Riding in her specially built wagon, travelling with the Z'ensam, she had seen enough to convince her that was true. Compared to the violence, the liveliness, the voraciousness of life in the temperate-zones of Outpost, the lushest tropics of Earth were barren deserts. This world was far fuller of life. And, therefore, far fuller of death.
Now, as best Lucy could see through her window, the caravan was stopped by some pack of three-meter high, six-legged, befanged, warty, moss-colored, slavering horrors. The Z'ensam brought up their guns and weapons and calmly wiped the monsters out. There was a further delay while the massive corpses were shoved off the roadway, and then the caravan moved on.

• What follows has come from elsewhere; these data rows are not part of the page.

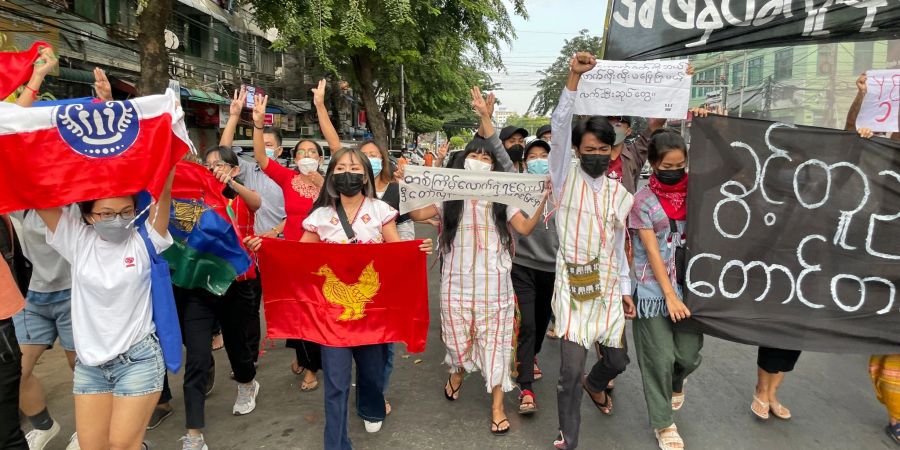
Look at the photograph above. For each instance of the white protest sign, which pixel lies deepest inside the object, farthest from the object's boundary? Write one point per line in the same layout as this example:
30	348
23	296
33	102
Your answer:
423	186
635	88
882	102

Lucy had come to realize that the Nihilists must have been constantly patrolling the perimeter of the Guardian Contact Camp, killing or shooing away any and all animal life. Otherwise, the hungries would have wiped out the humans long ago. No doubt the need to cordon off the area around the landing zone had caused the delay between landing and First Contact. One little mystery cleared up.
There were certainly enough others to take its place. What drov
e the Z'ensam to venture out on the Road, to move from where they were to a town that might have been abandoned a week ago or a hundred years ago, to live there for a time, and then move on? They certainly had a high enough technology to settle down and build real cities and stay in one place. They didn't have to be nomads. But when Lucy asked why they didn't settle down, C'astille couldn't understand why anyone would want to do that in the first place. Trade had something to do with the constant travel, but that seemed more a holdover from pre-technical times than out of any real need. The towns had started as trading posts, but the Z'ensam didn't need trading bazaars anymore. Their machine-powered and animal-powered transports could carry as much and as fast as modern rail or road-cargo handlers on Earth. Why move the entire population to the goods when it should have been easier to move the goods to the population?

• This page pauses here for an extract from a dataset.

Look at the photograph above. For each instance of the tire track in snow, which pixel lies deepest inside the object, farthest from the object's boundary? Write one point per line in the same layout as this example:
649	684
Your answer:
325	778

Lucy gradually discovered that there was a small number of settled folk, who lived pretty much permanently in a few larger cities. They seemed to be there to operate the manufacturing concerns too large to be made portable, to serve as brokers and to operate the communications centers, to use and operate the research libraries. All the permanently populated towns were such "company" towns or "college" towns. What slight central government there was emanated, more or less by default, from the cities, though no one much bothered with claiming territory or jurisdiction.

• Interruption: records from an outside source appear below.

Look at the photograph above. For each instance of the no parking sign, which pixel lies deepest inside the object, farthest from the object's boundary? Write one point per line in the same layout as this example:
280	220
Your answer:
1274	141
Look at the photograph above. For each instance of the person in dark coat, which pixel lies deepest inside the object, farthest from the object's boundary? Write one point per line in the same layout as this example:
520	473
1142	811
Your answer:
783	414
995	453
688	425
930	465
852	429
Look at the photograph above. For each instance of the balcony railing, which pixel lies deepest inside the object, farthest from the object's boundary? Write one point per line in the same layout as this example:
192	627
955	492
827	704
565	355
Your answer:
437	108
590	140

The settled Z'ensam had stepped off the Road and stayed in one place for much the same incentives that would tempt humans to accept hardship posts—wealth, power, the desire to escape from old ways, perhaps research into some subject. Some actually grew to like the settled life, but that was rare. Few accepted it for a lifetime. It would have been easy to form a comforting parallel with the settlement of Sumer, the birth of cities, primitive nomads inventing agriculture and settling down. Such had been the human dawn of civilization, but the simple nomads with which Lucy lived on the Road had radio, electricity and explosives far more powerful than gunpowder. They were skilled in chemistry, knowledgeable of astronomy and masters of bio-engineering. Lucy had learned nothing of their cultural lives, but there had to be such. Theirs was a mature, sophisticated civilization.